CPython Optimizations

CPython is the reference implementation of the Python language. While there are several other implementations, CPython is by far the most popular one. These days, it comes bundled in most of the operating systems.

Even though CPython is not the most performatic Python interpreter out there, it does some very interesting optimizations to speed itself and Python programs up. I am pretty curious about things like these and the rationale behind them, even though I know very little about it. What follows is the result of some experimentation, myself reading CPython’s source code, documentation and blog posts.

By no means this blog post is supposed to be a complete reference on optimizations done by CPython, but it can give you a hint on some of the ones that it does.

Caching Small Integers

CPython caches small integers from -5 to 256 in an internal array during its initialization. That means that every time the interpreter itself or your Python program needs to use a number in that range, CPython won’t have to allocate space and create a brand new object for that. It will just return a reference to a pre-existing object.

Check this out:

>>> x = -5
>>> y = -5
>>> x is y
True
>>> x = -6
>>> y = -6
>>> x is y
False

As you can see, x and y are initially pointing to the exact same object because -5 is one of the small integers cached by CPython. With -6, however, we have a different outcome. Now x and y point to different objects, even though they have the very same value.

As you can see, these singletons are used even when computing the result of arithmetic expressions:

>>> x = 3 * 2
>>> y = 5 + 1
>>> x is y
True

CPython caches these small numbers because they are very often used in arithmetic operations, as boundaries in loops and as results of small computations. If CPython had to allocate memory and create a new object for each instance of these numbers, it would spend a bunch of time and space doing so.

String Interning

String Interning is an optimization technique implemented by many modern compilers and interpreters. It consists of creating and storing only a single instance of a given string, rather than multiple. It makes a lot of sense, if you think about it, as strings are immutable objects in Python.

In practical terms it means that some (not all, as we’ll see soon) strings will be “cached” by the Python interpreter.
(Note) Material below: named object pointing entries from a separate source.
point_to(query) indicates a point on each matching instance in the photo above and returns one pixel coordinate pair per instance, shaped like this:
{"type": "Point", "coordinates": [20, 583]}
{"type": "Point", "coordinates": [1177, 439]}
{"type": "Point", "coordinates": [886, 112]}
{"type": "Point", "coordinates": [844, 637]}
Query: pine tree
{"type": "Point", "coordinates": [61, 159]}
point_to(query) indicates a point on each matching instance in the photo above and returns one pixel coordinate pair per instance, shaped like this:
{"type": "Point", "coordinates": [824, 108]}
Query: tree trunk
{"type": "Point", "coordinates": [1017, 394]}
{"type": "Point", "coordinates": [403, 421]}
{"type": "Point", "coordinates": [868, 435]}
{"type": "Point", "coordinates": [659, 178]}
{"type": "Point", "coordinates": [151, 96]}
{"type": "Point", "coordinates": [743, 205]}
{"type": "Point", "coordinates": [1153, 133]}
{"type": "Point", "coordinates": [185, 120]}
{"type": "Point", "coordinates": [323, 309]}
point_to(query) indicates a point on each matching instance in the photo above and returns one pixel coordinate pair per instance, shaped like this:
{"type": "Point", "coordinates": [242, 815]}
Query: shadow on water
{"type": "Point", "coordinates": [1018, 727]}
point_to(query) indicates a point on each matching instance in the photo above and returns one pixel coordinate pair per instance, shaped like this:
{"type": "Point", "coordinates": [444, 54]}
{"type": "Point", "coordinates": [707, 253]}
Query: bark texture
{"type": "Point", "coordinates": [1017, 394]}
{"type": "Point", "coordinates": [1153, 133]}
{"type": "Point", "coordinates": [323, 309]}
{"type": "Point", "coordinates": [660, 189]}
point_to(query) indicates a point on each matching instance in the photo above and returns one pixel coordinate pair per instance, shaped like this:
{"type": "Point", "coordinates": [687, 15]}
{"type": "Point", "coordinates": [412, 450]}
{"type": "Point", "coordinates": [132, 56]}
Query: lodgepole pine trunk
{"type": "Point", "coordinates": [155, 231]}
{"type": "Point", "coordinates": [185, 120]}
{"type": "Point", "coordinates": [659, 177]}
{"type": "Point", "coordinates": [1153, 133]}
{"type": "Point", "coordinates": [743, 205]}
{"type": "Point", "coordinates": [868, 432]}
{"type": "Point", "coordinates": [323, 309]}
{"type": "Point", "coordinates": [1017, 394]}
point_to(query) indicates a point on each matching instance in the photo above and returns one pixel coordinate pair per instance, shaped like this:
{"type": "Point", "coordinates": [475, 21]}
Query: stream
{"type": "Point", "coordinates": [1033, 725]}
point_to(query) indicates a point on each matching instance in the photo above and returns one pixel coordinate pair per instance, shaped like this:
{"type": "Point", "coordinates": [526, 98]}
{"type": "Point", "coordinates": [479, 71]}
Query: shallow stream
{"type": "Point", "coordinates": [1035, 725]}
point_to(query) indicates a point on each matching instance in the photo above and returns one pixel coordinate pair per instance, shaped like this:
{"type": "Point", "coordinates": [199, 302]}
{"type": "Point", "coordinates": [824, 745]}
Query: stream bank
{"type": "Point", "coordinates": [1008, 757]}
Here we can see that CPython creates a single string object to hold the “hey” string:

>>> x = 'hey'
>>> y = 'hey'
>>> x is y
True

However, CPython does not intern each and every string. Check out how the strings below were not cached/interned:

>>> x = 'hey!'
>>> y = 'hey!'
>>> x is y
False

That’s because CPython won’t intern strings that are not composed exclusively by ASCII letters, numbers or underscores (see codeobject.c). With this rule, CPython “ensures” that strings that look like valid Python identifiers will be interned. This way, function/method/variable names will end up interned and thus lookups will be faster during bytecode execution.

Single-character strings will also be reused. CPython checks if the string has a single digit before allocating a new object. If it has, it will just return a reference to an already existing object that represents that character (see unicodeobject.c):

>>> x = 'á'
>>> y = 'á'
>>> x is y
True

It’s not entirely clear to me in which cases exactly a string is interned. I’ve read conflicting information on the subject and my experiments yielded somewhat confusing results. (if you happen to know the answer, please drop a comment)

One thing I can tell is that CPython does intern code-related strings such as variable names, function name and constants, when creating code objects. Check this example:

>>> def greet(x):
        msg = "hello"
        return msg + x

>>> s = "greet"
>>> s is greet.__name__
True
>>> code = dis.Bytecode(greet).codeobj
>>> code.co_consts
(None, 'hello')
>>> "hello" is code.co_consts[1]
True
>>> code.co_varnames
('x', 'msg')
>>> "x" is code.co_varnames[0]
True

The snippet above demonstrates that string constants, function name and variable names have been interned when CPython creates the code object (that is, when it creates the code object that will represent the function).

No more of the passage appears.